Would you believe it, Alex and I got assigned to those darling two-year-olds again.  For the last couple of weeks, we’ve known it was coming and the dread has been rising.  An hour and a half with a roomful of two- and three-year-olds.  I can’t.  I can’t.  I can’t.  No please no please no.  I spend all day every day with one.  I can’t add ten more right at bedtime.  I just…I’m just not that good a person.  Preschool teachers are saints.  They are amazing.  Last night I got six texts from one of my high school students right before midnight while we were lights out starting to breathe heavily and I happily jumped into small group leader mode until Alex ordered me to put my phone on airplane mode.  But Puggles.  No, please not the Puggles.

I was dreading it all week.  All day.  On the way there, I started the thousand yard stare before we’d even pulled into the church parking lot.  We checked in, walked into the room, and no sooner had I sat down and started coloring with some kids did a child commandeer me for crayon breaking and paper removing duty.  He smelled like green bean pee.  The water at the bottom of a can of green beans (not that I would know because duh I only buy green beans from my local farmers’ market in season organic blah blah blah blah) and pee-pee.  After crayon breaking time, we went over to the carpet square and sat down for story time.  He sat in my lap.  Green bean pee lap.  I’m dry heaving a little right now thinking about it.  Green Bean Pee followed me around the whole night.  Time has no meaning in a two-year-old class.  The clock breaks right when we walk through the door and those flippin’ hands don’t budge.  We sang Twinkle Twinkle several times.  I’m not sure what else.  I think I blacked out at some point in the barrage of soggy pull-ups and chorus of “Up!  Up!  Up!”

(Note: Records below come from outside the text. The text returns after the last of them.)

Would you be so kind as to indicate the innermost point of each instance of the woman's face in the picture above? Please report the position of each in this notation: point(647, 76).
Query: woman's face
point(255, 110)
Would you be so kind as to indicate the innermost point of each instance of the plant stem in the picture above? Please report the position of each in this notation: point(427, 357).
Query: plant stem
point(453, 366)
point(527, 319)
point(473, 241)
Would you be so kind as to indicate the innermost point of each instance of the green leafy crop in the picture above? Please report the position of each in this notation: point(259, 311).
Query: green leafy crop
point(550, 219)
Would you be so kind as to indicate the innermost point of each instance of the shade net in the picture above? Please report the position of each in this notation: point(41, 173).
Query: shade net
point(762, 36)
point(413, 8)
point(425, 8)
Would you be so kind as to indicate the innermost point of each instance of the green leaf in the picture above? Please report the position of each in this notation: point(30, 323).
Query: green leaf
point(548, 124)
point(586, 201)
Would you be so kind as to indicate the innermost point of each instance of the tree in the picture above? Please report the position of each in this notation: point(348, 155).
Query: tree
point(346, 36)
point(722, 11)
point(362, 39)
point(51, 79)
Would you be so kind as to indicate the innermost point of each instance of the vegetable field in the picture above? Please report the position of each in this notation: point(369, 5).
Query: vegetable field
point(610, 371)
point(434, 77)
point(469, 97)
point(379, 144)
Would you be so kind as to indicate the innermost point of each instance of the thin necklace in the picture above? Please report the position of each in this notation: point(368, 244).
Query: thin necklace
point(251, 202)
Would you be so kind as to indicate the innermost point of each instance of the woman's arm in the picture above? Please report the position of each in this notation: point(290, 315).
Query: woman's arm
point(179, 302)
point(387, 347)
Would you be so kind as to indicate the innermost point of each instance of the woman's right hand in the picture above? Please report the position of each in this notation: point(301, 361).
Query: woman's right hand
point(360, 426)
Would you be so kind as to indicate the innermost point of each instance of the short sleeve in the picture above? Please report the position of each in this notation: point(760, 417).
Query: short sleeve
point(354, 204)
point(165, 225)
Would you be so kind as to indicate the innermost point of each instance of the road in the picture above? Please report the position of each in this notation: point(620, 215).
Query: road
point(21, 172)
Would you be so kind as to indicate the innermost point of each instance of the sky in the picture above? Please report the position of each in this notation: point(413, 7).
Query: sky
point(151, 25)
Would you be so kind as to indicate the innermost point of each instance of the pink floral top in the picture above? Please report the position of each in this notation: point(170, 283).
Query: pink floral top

We made it home.  I can still smell the smell.  We walked through the front door, I made it to the kitchen counter, and I bent over and just started mumbling, “I give up.  I give up.  I give up.  I’m done.  I’m done.  Melanie out.”  I started hysterically laughing, sounding a lot like Jack Nicholson’s Joker when he falls off the building and hits the pavement.  “Heh-heh-heh-heh-heh-heh-heh-heh.”  Alex ventured over and lifted me back to standing.  He put his arms on my shoulders, and I said “I give uppp!!!”  And then the Joker-laughs morphed into sobs.  The tears started rolling, the sobs picked up steam, and because I’m a complete weirdo, the laughter continued, too.  My darling husband has known me for so long, and he did exactly what I needed him to do.  Kept holding my shoulders, laughing, and making fun of me in an endearing way.

And then he offered to put the kids to bed while I kept crying.  Cuz Mommy is done.  Now I’m stuffing my mouth with Jelly Belly Superfruit jellybeans, which are totally healthy because they taste like pomegranates, duh.  I feel better.  I might even be a tiny bit grateful to Puggles and Green Bean Pee.

So I need to know, am I the only one with weird crying tendencies?  Does anyone else share my inability to cry at appropriate moments?  Does anyone have a worst-timing-ever story?  Please share.  I can’t be the only one on the planet this weird.  I’m counting on one of you to make me laugh-cry again.